Im November 1854 berichtete eine Pressenotiz über Erzfunde zwischen Radevormwald und Hückeswagen in der Nähe der Wupper und am Wiebach. Zuerst versuchten fünf Bauern aus der Umgebung, die Schürfrechte zu erhalten. Doch fehlte es ihnen wohl am nötigen Geld, denn erst knapp zwei Jahre später gingen die Abbaurechte an Carl-Wilhelm Schingen aus Hückeswagen, einem der fünf Bauern.

5 Das Gesenk diente zur Weiterverfolgung eventueller weiterer Adern. Es gibt keine Verbindung zu tieferen Stollen.

Ein weiteres Jahr strich ins Land. Am 12. Juni 1857 fand die vorgeschriebene Feldbesichtigung der Carolinengrube statt. Schingen musste den Nachweis über die Verbreitung von Erz innerhalb des Feldes erbringen. So entstand ein 70 Fuß tiefer Schacht. Das Ergebnis war Kupferkies in kleinen und größeren Partikeln. Doch über die allgemeine Verbreitung der Lagerstätte konnte man immer noch nichts sagen.

Mittlerweile war man an einem Punkt angelangt, wo mehr Sachverstand und mehr Geld nötig war. Beides wurde gefunden. Innerhalb kürzester Zeit fand sich eine 16-köpfige Interessengemeinschaft und das Unternehmen Carolinengrube wurde fortgesetzt.
Das Feld liegt hauptsächlich auf Radevormwalder Gebiet, was auch für den Hauptfundpunkt gilt. Auf Hückeswagener Gebiet lag der südliche bis nordöstlich des Wiebachs gelegene Teil.

Die Verleihung des Bergeigentums zur Gewinnung aller darin vorkommenden Kupfererze erfolgte schließlich am 28. Mai 1858.

5 Einer der Stollen

Im März 1859 war der Abbau im vollen Gange. Doch bereits Mitte 1862 wurde nicht mehr über die Grube berichtet. Während dieser Abbauzeit wurden 90 Zentner Kupfer der Caronlinengrube entnommen.
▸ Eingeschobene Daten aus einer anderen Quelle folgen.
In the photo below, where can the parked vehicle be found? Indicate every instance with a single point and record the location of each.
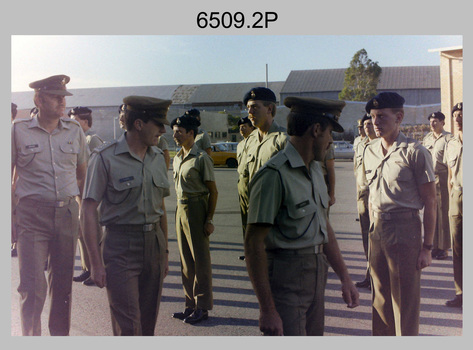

Der ungefähre Stollenverlauf der Grube 4

Wie bereits eingangs erwähnt, steht die Carolinengrube heute unter Wasser. Der Eingang zum tieferen Stollen existiert zwar noch, wurde aber vergittert und steht ebenfalls unter Wasser. Ein zweiter Eingang, der in den oberen Stollen führte, ist verfallen.
So kommt es, dass die Grube heute nicht mehr zu begehen ist. Die Fotos entstanden im Jahre 1986. Während des Baus der Wiebachvorsperre konnten die Stollen für kurze Zeit begangen werden.